Binding was assessed based on comigration of protein and DNA during SEC as a measure of complex formation. This approach has the advantages that binding can be assessed under controlled buffer and temperature conditions, and the sizes of any resulting complexes estimated from migration times relative to known molecular weight standards. However, it is not an equilibrium method and does require that complexes remain stable for the duration of the elution (typically 40 min at 4 to 10°C) to be detected. This method has been previously used to study DNA binding by AAV5 (21) and AAV2 Rep proteins (34, 42).
When the Rep helicase domain, Rep221-489, was incubated with each of the oligonucleotides in a 6:1.2 protein/DNA ratio, no binding was detected (Fig. 2B to E, left), and each chromatogram was essentially a superposition of the elution positions of the oligonucleotide (data not shown) and Rep221-489 alone. Rep221-489 eluted at a position (31.8 min) consistent with a monomer (Fig. 2A), as has been previously reported (9, 24, 25, 34).
In marked contrast, we observed the appearance of a new peak when the experiment was repeated (Fig. 2B to E, right) with the protein corresponding to Rep residues 198 to 489, which is the helicase domain plus the 23-amino-acid linker between the endonuclease and helicase domains that precedes it. This peak was distinct from the position corresponding to the column void volume (~17.3 min), indicating that it does not correspond to aggregated material, and also from the position of Rep198-489 alone (Fig. 2A, 32.4 min), which was poorly soluble in the absence of DNA at a lower ionic strength. The elution times for the Rep198-489 complexes formed with dsDNA (Fig. 2B and C) or with ssRBS30 (Fig. 2D) were all ~22.5 min. The Rep198-489 complex formed with ssRM30 eluted slightly later (24.5 min), and the peak was more asymmetric with a trailing edge (Fig. 2E). SDS-PAGE analysis of the eluted fractions confirmed that Rep198-489 is present in all of the complexes (Fig. 2F); DNA is also present as demonstrated by the increase in the 260-nm/280-nm absorbance ratio relative to protein alone and the near-quantitative shift of DNA absorbance into the complex peaks. Shorter oligonucleotides (10- to 15-mers) did not show binding, whereas slightly longer oligonucleotides (20- to 25-mers) gave rise to a broad envelope of unresolved peaks eluting between 25 and 31 min, a finding suggestive of multimeric species such as dimers, trimers, and tetramers (data not shown). This could indicate either incomplete assembly or disassociation during SEC.
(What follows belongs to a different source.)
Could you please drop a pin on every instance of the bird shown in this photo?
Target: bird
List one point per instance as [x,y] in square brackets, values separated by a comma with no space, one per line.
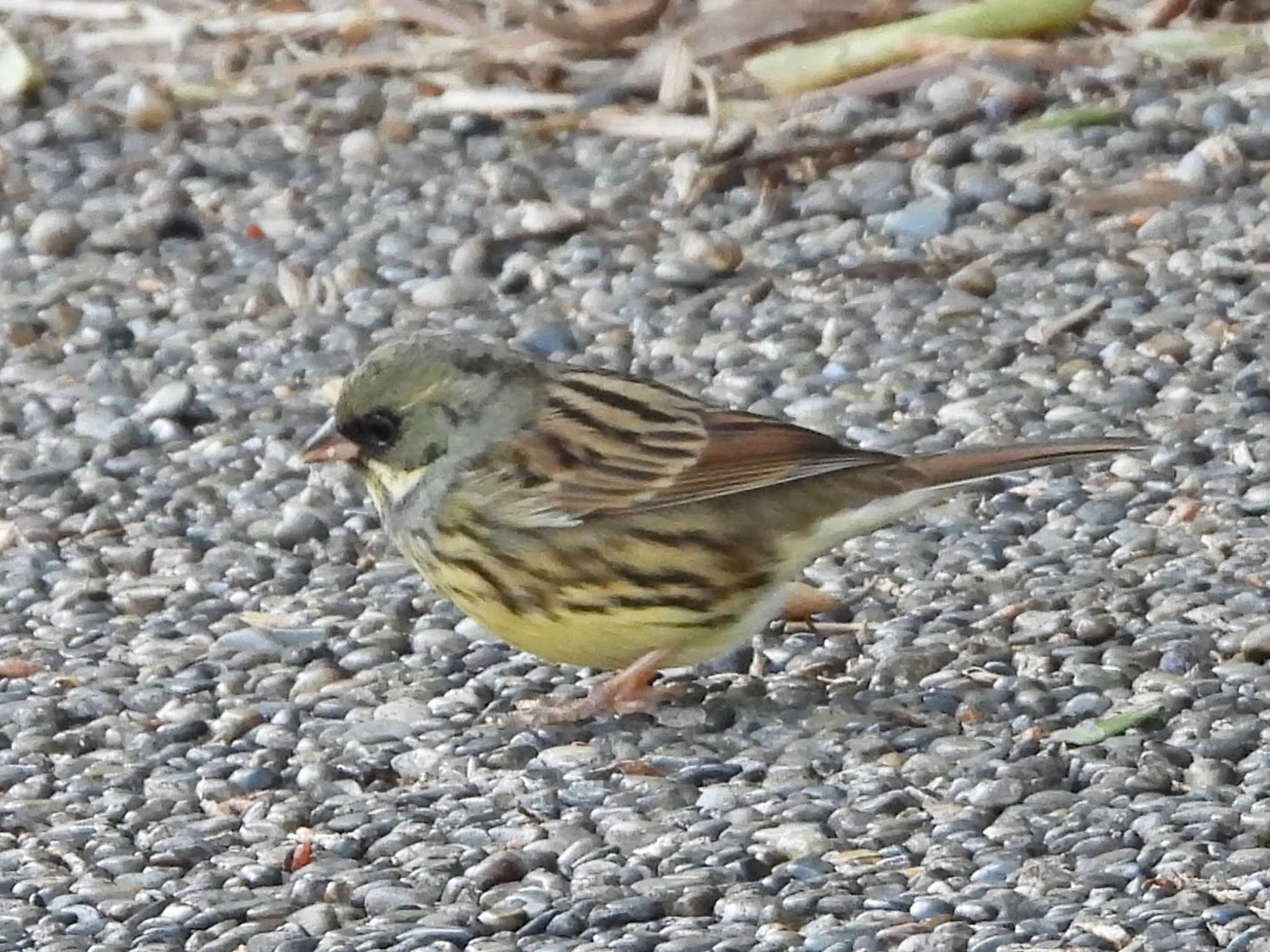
[607,521]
The molecular masses of the discrete complexes eluting during SEC were estimated using a standard curve (Fig. 2G) generated from gel filtration standards (Amersham Biosciences). The ~22.5-min elution time (Fig. 2B to D) is very similar to that of apoferritin (443 kDa; 22.2 min) and corresponds to a molecular mass of ~385 kDa. Since Rep198-489 has a molecular mass of 33.4 kDa, it appears that the assembled complexes are not single hexamers, but rather most likely dodecamers or double hexamers (12 × 33.4 kDa = 401 kDa; ssRBS30 = 9.2 kDa; dsRM30 = 18.4 kDa; dsRBS30 = 18.4 kDa). Since SEC analysis of Rep198-489 complexes formed at a 6:1 protein/DNA ratio generally showed quantitative DNA binding, whereas those formed at a 6:2 ratio invariably showed excess DNA (data not shown), the stoichiometry of Rep198-489/DNA complexes is most likely 6:1 and, under the assembly conditions used here, Rep198-489 forms double hexamer complexes that contain two DNA molecules.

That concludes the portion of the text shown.